We finish this notebook with a convergence plot as above. This time we show that the \(L2\) phase-condition provides better accuracy then the phase-condition used in [AHGKM16]. However, as stated in [Kuz21] these results do not lift to the central manifold of a general system.
Also shown is that the Lindstedt-Poincaré method provides a much better approximation here then either one of the regular perturbation methods.

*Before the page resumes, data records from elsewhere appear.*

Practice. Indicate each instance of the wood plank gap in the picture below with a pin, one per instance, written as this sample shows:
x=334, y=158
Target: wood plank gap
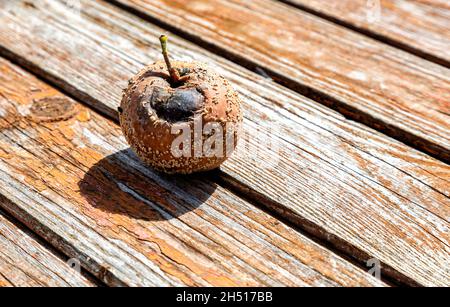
x=46, y=245
x=377, y=36
x=422, y=144
x=313, y=231
x=305, y=227
x=290, y=101
x=227, y=182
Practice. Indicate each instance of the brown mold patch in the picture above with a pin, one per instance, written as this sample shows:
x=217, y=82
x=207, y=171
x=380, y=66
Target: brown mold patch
x=52, y=109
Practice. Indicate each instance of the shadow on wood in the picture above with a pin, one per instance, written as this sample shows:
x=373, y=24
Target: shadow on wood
x=120, y=184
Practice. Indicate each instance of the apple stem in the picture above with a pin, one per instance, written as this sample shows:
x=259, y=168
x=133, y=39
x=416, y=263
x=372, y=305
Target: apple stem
x=174, y=74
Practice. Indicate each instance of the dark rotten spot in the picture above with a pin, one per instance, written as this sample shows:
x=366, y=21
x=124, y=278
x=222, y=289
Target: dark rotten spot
x=179, y=105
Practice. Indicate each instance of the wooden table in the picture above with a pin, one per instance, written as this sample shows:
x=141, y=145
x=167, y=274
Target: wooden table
x=355, y=93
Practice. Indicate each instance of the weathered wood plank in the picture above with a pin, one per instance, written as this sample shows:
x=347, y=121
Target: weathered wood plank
x=383, y=87
x=70, y=177
x=363, y=192
x=24, y=262
x=419, y=26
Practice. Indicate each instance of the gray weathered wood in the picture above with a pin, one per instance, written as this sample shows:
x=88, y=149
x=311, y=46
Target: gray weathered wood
x=70, y=178
x=383, y=87
x=363, y=192
x=24, y=262
x=422, y=27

This however doens’t hold true for the first order correction.
BToptions = BT_Hom_set_options();
BToptions.TTolerance = 1e-05;
BToptions.messages = false;
BToptions.correct = false;
amplitudes = logspace(-4, 1, 20);
methodList = {'LP', 'RegularPerturbation', 'RegularPerturbationL2'};
relativeErrors = {};
for i=1:3
for k=1:length(methodList)
relativeErrors{i,k} = zeros(size(amplitudes));
BToptions.order = i;
BToptions.method = methodList{k};
for j=1:length(amplitudes)
BToptions.amplitude = amplitudes(j);
[x_pred, v0] = init_BT_Hom(odefile, bt, ap, BToptions);
try
x_corrected = newtcorr(x_pred, v0);
relativeErrors{i,k}(j) = norm(x_corrected-x_pred)/norm(x_corrected);
catch
warning('Did not converge.')
continue
end
end
end
end
clf
cm = lines();
loglog(amplitudes, relativeErrors{1,1}(:), '-', ...

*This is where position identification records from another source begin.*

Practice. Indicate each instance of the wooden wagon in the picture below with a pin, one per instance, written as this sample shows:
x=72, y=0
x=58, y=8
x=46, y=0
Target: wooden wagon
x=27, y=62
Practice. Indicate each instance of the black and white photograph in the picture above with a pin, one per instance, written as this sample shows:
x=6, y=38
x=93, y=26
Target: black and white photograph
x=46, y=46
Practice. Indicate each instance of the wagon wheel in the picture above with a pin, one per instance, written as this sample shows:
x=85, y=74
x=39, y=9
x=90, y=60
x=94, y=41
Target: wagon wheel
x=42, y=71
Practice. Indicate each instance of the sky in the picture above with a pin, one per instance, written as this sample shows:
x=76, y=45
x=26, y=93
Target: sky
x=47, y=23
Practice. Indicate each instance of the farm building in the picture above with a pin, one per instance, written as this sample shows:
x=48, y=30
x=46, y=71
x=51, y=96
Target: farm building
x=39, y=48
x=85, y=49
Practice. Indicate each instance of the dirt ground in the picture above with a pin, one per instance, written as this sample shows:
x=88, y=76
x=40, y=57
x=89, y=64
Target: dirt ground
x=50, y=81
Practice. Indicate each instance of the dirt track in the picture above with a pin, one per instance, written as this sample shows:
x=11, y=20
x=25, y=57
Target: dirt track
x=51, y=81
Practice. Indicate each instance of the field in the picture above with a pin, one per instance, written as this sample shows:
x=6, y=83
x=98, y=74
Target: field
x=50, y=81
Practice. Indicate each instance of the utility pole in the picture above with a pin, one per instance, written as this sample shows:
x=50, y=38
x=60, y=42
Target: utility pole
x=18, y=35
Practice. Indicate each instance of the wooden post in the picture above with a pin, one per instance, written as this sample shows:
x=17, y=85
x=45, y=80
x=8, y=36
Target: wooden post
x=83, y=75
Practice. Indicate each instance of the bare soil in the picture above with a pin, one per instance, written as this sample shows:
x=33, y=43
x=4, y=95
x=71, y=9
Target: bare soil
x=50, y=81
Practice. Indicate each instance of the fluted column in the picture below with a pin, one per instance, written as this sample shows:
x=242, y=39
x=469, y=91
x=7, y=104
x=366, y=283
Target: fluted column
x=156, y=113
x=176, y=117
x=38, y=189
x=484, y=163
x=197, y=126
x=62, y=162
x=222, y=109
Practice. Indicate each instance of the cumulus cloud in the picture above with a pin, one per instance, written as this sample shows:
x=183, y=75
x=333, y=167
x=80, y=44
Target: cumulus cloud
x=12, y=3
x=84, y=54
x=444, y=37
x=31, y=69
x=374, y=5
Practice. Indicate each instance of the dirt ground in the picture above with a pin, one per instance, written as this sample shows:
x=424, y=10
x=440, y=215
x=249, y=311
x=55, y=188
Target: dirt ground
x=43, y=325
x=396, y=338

amplitudes, relativeErrors{2,1}(:), '-', ...
amplitudes, relativeErrors{3,1}(:), '-', ...
amplitudes, relativeErrors{1,2}(:), '+', ...
amplitudes, relativeErrors{2,2}(:), 'x', ...
amplitudes, relativeErrors{3,2}(:), '*', ...
amplitudes, relativeErrors{1,3}(:), '+', ...
amplitudes, relativeErrors{2,3}(:), 'x', ...
amplitudes, relativeErrors{3,3}(:), '*')
legend('Lindstedt-Poincaré order 1', 'Lindstedt-Poincaré order 2', ...
'Lindstedt-Poincaré order 3', ...
'Regular Perturbation order 1','Regular Perturbation order 2', ...
'Regular Perturbation order 3', ...
'Regular Perturbation L2 phase condition order 1', ...
'Regular Perturbation L2 phase condition order 2', ...
'Regular Perturbation L2 phase condition order 3', ...
'Location', 'NorthWest')
title('Bogdanov Takens normal form homoclinic convergence plot')
xlabel('$A_0$')
ylabel('$\delta(X)$')
ax = gca;
gray = [0.8 0.8 0.8];
ax.ColorOrder = [gray; gray; gray; cm(1,:); cm(1,:); cm(1,:); ...
cm(2,:); cm(2,:); cm(2,:)];
Warning: Did not converge.